Нина Борисовна обучала зоологии, но фактически от "зоологических" проявлений оберегала… И не одну только Юльку - у нее было много учениц и учеников. Поэтому, видя, как отчаянно Юлька пытается укротить немыслимые ее страдания, учительница своим по-прежнему спокойным, все и вся умиротворяющим голосом попросила:
- Позвони кому-нибудь… из своих подруг. Не можешь ведь ты одна…
Юлька стала названивать подругам из коридора коммунальной квартиры. Голос ее становился все тише: она хотела, чтобы Нина Борисовна, возле двери которой висел аппарат, не слышала, как она объясняется с подругами и отвечает на их виноватые сообщения о занятости в институте или на работе, или в семье. Не могли они… Вот и все. Не сумели выкроить время, чтобы посидеть у постели умиравшей учительницы, которая считалась в классе "самой любимой".
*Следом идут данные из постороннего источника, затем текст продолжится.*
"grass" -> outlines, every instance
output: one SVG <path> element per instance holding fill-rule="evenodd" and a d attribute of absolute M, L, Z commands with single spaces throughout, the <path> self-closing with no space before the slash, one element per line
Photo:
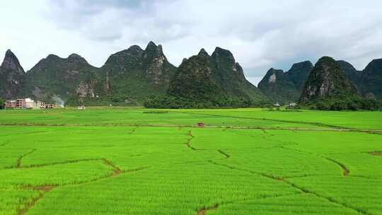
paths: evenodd
<path fill-rule="evenodd" d="M 0 214 L 382 214 L 379 115 L 1 111 Z"/>

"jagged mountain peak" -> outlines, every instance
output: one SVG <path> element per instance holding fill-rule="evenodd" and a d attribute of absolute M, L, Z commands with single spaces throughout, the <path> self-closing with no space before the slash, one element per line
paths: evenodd
<path fill-rule="evenodd" d="M 149 50 L 156 50 L 158 47 L 156 46 L 156 45 L 155 44 L 155 42 L 154 42 L 153 41 L 150 41 L 149 42 L 149 43 L 147 44 L 147 46 L 146 47 L 146 51 L 149 51 Z"/>
<path fill-rule="evenodd" d="M 292 66 L 289 70 L 289 72 L 301 72 L 301 69 L 303 68 L 308 67 L 308 68 L 313 69 L 313 66 L 314 66 L 312 64 L 312 62 L 311 62 L 311 61 L 304 61 L 304 62 L 293 64 Z"/>
<path fill-rule="evenodd" d="M 328 56 L 318 59 L 305 83 L 300 101 L 332 98 L 341 99 L 357 94 L 355 86 L 337 62 Z"/>
<path fill-rule="evenodd" d="M 15 54 L 13 54 L 11 50 L 6 50 L 1 67 L 4 69 L 13 70 L 18 74 L 24 73 L 24 69 L 23 69 L 23 66 L 20 64 L 18 59 L 17 59 Z"/>
<path fill-rule="evenodd" d="M 209 57 L 209 55 L 208 54 L 207 52 L 206 52 L 206 50 L 204 49 L 204 48 L 202 48 L 200 50 L 200 51 L 199 51 L 199 53 L 197 54 L 197 55 L 199 55 L 199 56 L 208 56 Z"/>
<path fill-rule="evenodd" d="M 130 52 L 130 53 L 141 53 L 143 50 L 141 48 L 140 46 L 134 45 L 130 46 L 126 51 Z"/>
<path fill-rule="evenodd" d="M 85 58 L 82 57 L 81 55 L 73 53 L 68 56 L 67 59 L 73 63 L 83 63 L 83 64 L 88 64 L 88 62 L 85 59 Z"/>
<path fill-rule="evenodd" d="M 219 47 L 215 48 L 215 50 L 211 56 L 215 59 L 226 59 L 231 63 L 235 62 L 233 54 L 232 54 L 229 50 L 222 49 Z"/>

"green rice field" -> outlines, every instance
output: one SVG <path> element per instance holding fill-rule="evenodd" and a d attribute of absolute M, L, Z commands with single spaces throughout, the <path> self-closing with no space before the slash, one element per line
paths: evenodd
<path fill-rule="evenodd" d="M 382 112 L 6 110 L 0 128 L 1 215 L 382 214 Z"/>

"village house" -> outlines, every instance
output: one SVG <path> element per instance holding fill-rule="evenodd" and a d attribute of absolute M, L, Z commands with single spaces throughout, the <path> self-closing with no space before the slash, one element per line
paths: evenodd
<path fill-rule="evenodd" d="M 45 104 L 45 102 L 37 101 L 27 98 L 18 98 L 16 100 L 8 100 L 6 101 L 6 108 L 12 109 L 45 109 L 54 108 L 54 104 Z"/>

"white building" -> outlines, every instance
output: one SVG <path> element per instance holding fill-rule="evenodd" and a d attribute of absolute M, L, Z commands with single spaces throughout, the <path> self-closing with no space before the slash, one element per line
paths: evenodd
<path fill-rule="evenodd" d="M 29 98 L 25 98 L 25 108 L 32 109 L 35 107 L 35 101 Z"/>

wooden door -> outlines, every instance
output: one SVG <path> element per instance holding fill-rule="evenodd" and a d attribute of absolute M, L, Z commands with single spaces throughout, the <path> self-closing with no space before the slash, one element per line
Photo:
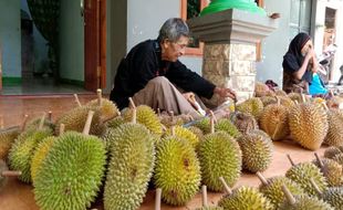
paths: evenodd
<path fill-rule="evenodd" d="M 106 0 L 84 1 L 84 82 L 87 91 L 106 86 Z"/>

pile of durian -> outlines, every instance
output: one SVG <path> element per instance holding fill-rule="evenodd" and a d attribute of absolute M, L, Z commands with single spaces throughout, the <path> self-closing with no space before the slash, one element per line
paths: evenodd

Мудрый Монтень утверждал: человек, заявляющий, что всегда говорит только правду, уже лжет. Юлька врала в исключительных случаях. Тогда как раз и выпал тот самый редчайший случай. Она с не вполне убедительной, но чересчур энергичной внятностью объяснила учительнице, что уход за ней никому доверить не может: хочет только сама. Поскольку "уже научилась слушать боль", обязана "использовать опыт…".
Нина Борисовна ей поверила. У нее не было сил сомневаться, не доверять, удивляться. А вскоре и последние силы иссякли.